At first, I thought that spending time with the credit union cooperative principles was something just for new people to our industry. I quickly learned that this was not the case. Longtime credit union folks attend this week-long “course” alongside newbies to either learn for the first time or get re-inspired with our cooperative roots and all the current development issues that remain and need our desperate attention – development issues like hunger, savings, health, housing, diversity and equity, just to name a few. 

So last week, I rolled up my sleeves along with over 50 others from around the country to talk about “the onion” and where leagues and credit unions fit in to the system along with our cooperative principles: voluntary and open membership; democratic member control; member economic participation; autonomy and independence; education, training and information; cooperation among cooperatives; concern for community and, in the U.S. we have added: diversity, equity and inclusion.

On day one of training, we were placed into a team of nine and worked the entire week with this new “family” of credit union people. Good people. Fun people. Smart people who were new or old in our industry and all wanted the same thing out of the week as me – to learn, open my mind and learn how I can make an impact. Mission accomplished!

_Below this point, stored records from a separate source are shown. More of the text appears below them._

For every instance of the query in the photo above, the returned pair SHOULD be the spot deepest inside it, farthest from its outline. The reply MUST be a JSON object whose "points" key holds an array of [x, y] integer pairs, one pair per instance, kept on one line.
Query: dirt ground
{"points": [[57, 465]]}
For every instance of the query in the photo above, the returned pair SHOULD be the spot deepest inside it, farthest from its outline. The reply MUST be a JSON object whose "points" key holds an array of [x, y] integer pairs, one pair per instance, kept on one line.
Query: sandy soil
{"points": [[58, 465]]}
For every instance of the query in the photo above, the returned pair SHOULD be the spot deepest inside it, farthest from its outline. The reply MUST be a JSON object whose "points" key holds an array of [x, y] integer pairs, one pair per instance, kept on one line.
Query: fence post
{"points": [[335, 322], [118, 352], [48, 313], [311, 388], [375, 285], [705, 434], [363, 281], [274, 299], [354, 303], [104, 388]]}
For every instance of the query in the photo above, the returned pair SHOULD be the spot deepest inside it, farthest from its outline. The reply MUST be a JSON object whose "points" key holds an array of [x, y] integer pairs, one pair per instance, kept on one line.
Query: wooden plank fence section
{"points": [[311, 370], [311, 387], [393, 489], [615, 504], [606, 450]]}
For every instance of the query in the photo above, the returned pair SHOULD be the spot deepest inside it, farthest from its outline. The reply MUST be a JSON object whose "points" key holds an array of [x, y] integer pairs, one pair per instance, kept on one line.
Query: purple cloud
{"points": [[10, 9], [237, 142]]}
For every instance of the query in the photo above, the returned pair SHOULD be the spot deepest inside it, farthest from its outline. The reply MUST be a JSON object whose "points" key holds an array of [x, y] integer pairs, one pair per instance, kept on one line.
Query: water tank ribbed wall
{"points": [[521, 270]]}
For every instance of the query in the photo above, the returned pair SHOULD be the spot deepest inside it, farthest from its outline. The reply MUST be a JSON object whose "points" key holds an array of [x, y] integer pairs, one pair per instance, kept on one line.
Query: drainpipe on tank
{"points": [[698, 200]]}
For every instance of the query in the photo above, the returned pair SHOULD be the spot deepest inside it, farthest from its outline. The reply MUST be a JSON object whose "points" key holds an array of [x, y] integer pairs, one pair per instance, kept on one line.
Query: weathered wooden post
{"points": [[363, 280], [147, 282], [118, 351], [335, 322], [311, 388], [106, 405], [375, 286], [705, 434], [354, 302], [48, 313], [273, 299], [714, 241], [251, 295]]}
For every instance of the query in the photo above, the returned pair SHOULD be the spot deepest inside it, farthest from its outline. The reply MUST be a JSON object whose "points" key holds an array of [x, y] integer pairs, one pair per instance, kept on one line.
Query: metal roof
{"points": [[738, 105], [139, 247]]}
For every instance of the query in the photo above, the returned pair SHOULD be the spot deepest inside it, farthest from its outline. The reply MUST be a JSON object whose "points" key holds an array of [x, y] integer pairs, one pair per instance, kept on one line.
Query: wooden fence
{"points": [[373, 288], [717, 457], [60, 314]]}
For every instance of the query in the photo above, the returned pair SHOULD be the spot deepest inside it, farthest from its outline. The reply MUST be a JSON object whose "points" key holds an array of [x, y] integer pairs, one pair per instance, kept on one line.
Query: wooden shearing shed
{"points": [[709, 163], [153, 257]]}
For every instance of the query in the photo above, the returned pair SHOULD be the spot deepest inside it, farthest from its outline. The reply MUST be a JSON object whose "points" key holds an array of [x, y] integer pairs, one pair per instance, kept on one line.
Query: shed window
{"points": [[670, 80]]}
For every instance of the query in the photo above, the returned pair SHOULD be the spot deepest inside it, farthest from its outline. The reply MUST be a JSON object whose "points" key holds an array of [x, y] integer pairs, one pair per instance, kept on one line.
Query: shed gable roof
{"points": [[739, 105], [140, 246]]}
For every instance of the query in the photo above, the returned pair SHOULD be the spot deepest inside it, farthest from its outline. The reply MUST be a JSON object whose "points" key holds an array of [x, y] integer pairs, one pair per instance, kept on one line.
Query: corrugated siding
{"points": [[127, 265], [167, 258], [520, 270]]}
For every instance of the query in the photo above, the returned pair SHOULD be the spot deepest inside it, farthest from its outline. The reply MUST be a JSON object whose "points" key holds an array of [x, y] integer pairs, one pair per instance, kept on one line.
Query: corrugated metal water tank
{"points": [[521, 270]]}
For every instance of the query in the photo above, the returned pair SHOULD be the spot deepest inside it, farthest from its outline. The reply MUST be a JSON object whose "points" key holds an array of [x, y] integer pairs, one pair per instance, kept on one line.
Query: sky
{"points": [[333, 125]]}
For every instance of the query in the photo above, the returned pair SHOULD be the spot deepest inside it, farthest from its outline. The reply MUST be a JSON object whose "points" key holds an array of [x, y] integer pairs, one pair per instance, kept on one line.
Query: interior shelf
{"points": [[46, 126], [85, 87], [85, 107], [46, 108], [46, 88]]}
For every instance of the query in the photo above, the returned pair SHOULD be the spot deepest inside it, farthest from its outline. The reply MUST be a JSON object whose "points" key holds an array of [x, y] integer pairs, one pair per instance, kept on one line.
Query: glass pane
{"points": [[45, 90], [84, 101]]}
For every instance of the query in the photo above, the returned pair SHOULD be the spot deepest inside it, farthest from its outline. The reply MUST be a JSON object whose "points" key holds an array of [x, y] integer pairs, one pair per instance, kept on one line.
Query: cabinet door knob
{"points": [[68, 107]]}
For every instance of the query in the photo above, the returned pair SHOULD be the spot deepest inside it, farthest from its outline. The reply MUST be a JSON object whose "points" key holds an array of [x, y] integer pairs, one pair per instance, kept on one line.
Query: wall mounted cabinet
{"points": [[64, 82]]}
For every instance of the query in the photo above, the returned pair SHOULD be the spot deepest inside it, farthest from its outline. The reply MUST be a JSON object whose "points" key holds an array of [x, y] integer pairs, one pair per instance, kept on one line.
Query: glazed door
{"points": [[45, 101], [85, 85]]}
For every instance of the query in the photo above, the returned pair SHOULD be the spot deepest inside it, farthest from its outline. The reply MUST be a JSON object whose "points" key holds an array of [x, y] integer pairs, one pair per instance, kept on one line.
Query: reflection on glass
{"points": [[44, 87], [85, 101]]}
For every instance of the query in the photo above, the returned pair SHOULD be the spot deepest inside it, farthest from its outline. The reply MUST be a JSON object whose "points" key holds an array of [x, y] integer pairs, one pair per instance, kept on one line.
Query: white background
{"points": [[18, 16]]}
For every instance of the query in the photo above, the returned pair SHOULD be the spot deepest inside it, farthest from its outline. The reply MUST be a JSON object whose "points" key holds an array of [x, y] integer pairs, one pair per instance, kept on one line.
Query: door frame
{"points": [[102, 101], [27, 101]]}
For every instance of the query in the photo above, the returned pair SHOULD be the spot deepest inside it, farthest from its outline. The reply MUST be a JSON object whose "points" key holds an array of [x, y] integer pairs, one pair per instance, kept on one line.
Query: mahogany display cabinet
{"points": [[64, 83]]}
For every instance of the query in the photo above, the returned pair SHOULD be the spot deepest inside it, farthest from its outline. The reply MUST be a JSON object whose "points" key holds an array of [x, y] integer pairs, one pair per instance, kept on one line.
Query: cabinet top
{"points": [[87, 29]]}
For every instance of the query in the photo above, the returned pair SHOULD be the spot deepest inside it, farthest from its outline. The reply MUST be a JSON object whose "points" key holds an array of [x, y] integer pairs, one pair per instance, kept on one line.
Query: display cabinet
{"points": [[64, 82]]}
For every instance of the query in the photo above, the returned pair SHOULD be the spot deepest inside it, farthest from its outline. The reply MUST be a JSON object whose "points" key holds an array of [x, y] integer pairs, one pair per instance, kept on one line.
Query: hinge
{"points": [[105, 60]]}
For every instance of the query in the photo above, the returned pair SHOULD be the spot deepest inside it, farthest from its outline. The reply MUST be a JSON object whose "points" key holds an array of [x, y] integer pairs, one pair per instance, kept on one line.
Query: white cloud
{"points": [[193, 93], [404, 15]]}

We laughed, a lot. We visited a food pantry outside of Madison and felt, a lot. We worked on a project with our hypothetical credit union on how to tackle some of our country’s biggest development problems, like hunger and education. We then present our solution to the entire conference. We had late nights and early mornings. Did I mention we had fun?! We did.    

What I really loved about the week was that you leave your titles at the door. No one knows what your job is and it’s a level playing field for everyone. It’s not until the afternoon of the final day – at graduation – where you share your title. It was fun to leave my CEO title off to the side and listen and learn from my group, our presenters and amazing mentors.  

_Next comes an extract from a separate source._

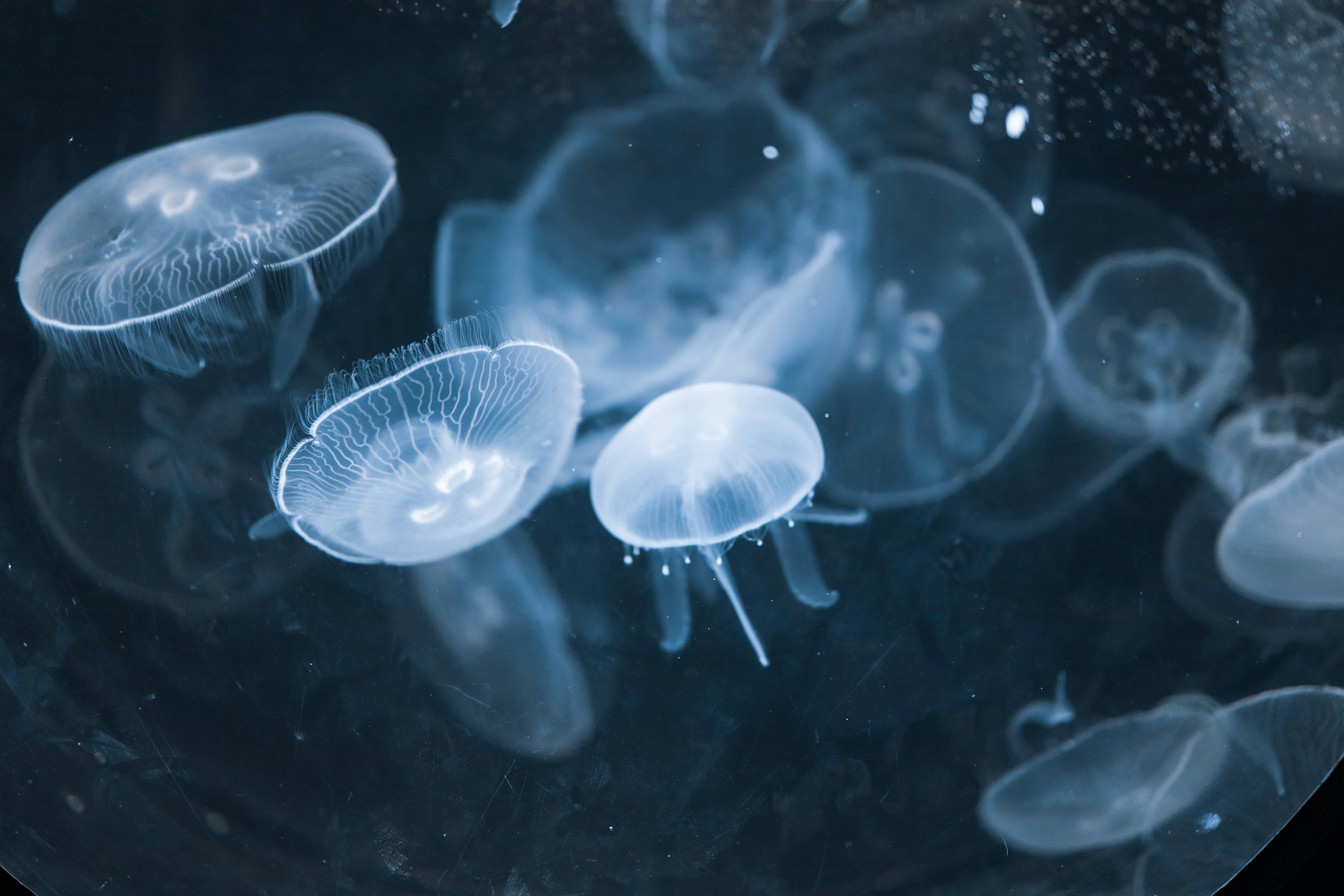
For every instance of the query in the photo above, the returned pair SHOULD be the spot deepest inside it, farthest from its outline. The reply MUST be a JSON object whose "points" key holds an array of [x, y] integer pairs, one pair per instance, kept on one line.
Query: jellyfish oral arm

We ended the week with a challenge: to take back to your credit union or league what you learn and work on a project. My first step is to shine light on this program and encourage you all to consider going or sending someone from your team if you haven’t already. Meanwhile, if you are a Michigan DE, send me a note and let’s connect our DE possie! Check out: https://www.ncuf.coop/development-education/program/ for some more information. I am also happy to meet up and talk more.

In closing, you will see CUDE by my title now and I am thrilled to tell you that the October 2023 class was the best class ever. Become a DE and this will make sense!